Incident management

Incident

We are talking about an incident, in information security, as soon as availability, integrity or confidentiality has been compromised. Availability is about being able to access data at the right time by the people who need it to do their job. Integrity is about ensuring that data is not changed or deleted without the knowledge of people with the ability to manage it. Finally, the purpose of confidentiality is to limit access to data only to people who have the ability to view, modify and delete it.

Vérification

As soon as an incident, in information security, is confirmed, then we must find the cause (s) of it, and if applicable, the evidence when charges need to be laid against an individual. In the case where a computer proof must be presented to the court, it is called an inquiry that consists of collecting, analyzing and presenting this evidence.

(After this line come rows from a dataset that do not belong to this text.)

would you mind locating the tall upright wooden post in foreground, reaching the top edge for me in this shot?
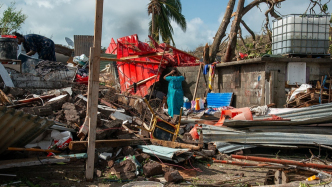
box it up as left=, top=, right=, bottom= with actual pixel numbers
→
left=86, top=0, right=104, bottom=181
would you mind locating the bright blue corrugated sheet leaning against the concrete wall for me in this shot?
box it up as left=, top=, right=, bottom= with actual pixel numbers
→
left=206, top=92, right=233, bottom=108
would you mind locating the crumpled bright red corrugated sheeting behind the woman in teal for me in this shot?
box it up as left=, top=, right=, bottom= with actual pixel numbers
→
left=106, top=34, right=199, bottom=97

Organizing against the enemy

Cybercrime is booming and nobody escapes it. From the simple "hacker" in the past, who wanted to understand how a computer system works or get into it to show off their skills, we are now in the air of cybercrime et hacktivism. The case of Sony Play Station Network hacking reminds us to be well prepared when a security incident occurs. It is not enough to correct the problem, but we must learn and improve our interventions in this area.

Our approach

To properly prepare for a future incident, the processes necessary for the preparation, detection, analysis, containment, eradication, recovery and recovery of an incident must be in place. Our approach is based on the NIST SP 800-61 standard, and CFSSI adapts it to your business.

Expertise at your service

CFSSI can assist you in one of the steps of managing an incident. She has the experience to advise you in this area.